= Online producer =

An online producer oversees the making of content for websites and other online properties. Online producers are sometimes called "web producers", "publishers", "content producers", or "online editors".

Online producers have a range of responsibilities. They are in charge of arranging, editing, and sometimes even creating content, which comes in various forms like writing, music, video, and Adobe Flash, for websites. Many online producers often, but not always, specialize in one particular form of web content.

The role is distinct from that of a web designer, developer, or webmaster. Online producers define and maintain the character of a website, as opposed to running it from a technical standpoint. However, technical and design knowledge is imperative for an online producer to be effective at their job. Online producers are typically responsible for working with system engineers or web designers to design site features with a user-friendly interface for smooth navigation and transitions. This means that an online producer should be familiar with common web publishing technologies such as CSS and HTML to effectively communicate with the system engineers or web designers on their teams.

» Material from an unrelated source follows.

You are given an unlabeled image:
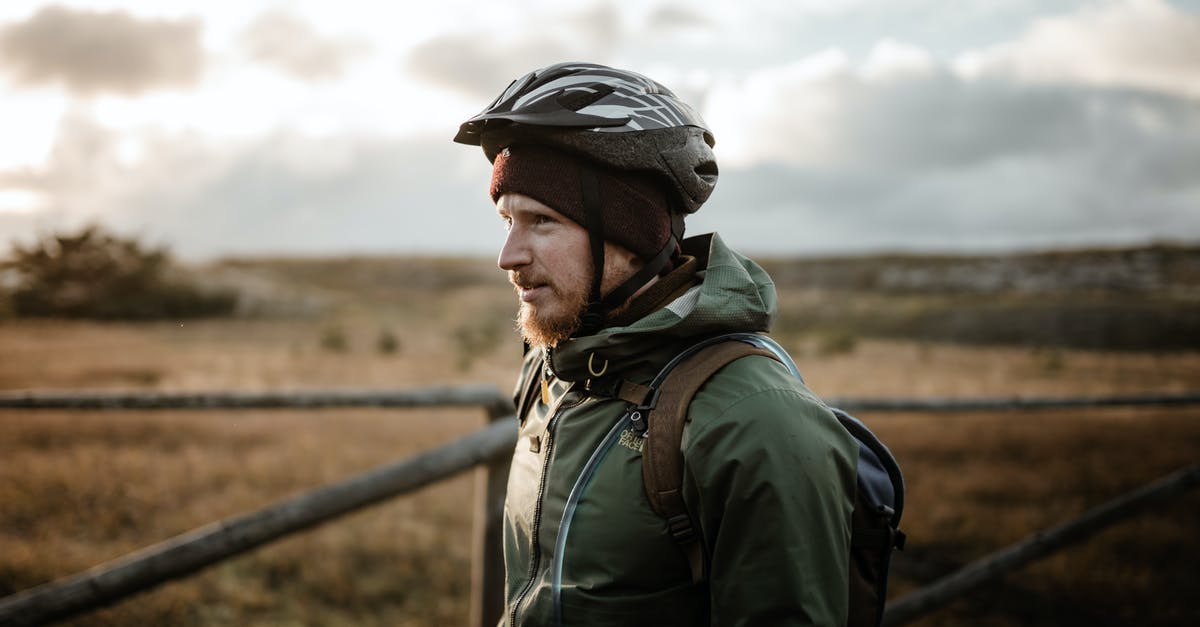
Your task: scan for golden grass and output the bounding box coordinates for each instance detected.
[874,407,1200,627]
[2,284,1199,626]
[0,408,481,626]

Online producers may also be responsible for finding ways to boost the popularity of a website and increase user activity, particularly if the website sells advertising space. Online producers will also work with web teams to conceive, design and launch new web products such as blogs, community forums and user profiles.

Online producer roles often feature a project management component. The producer will schedule resources to create content, ensure that the content has passed Q/A on a staging server, and publish the content to the production server; keeping to a pre-defined schedule or project plan.

== Annual pay ==
The estimated annual pay for an online producer in the United States ranges from around US$42K to US$98K a year; with the current reported, average salary being around US$65K nationwide as of September 2021. However, salaries range depending upon an individual's experience and skill levels and the size of the companies hiring online producers.

== Skills and educational requirements ==
Online producers should not only be familiar with web publishing technologies, but they should also have skills in journalism, design, and marketing as the job requires aspects of all three. Writing skills and the ability to direct traffic to a website are essential to the success of an online producer, and having skills in these three subjects makes it easier to accomplish these responsibilities.

Many online producers may have a background in journalism, or often continue to work in journalism as online producers. For example, in radio or television, an online producer may work closely with an executive producer to meet a broadcast show's online needs.

A formal degree is not technically required to become an online producer; however, many universities offer web production degrees. Earning a degree in web production is a way to get a resume to stand out in the field, but experience with the necessary skills can also mean just as much.

Working hours for online producers are not static; Websites are live and issues may occur at any moment that require immediate resolving.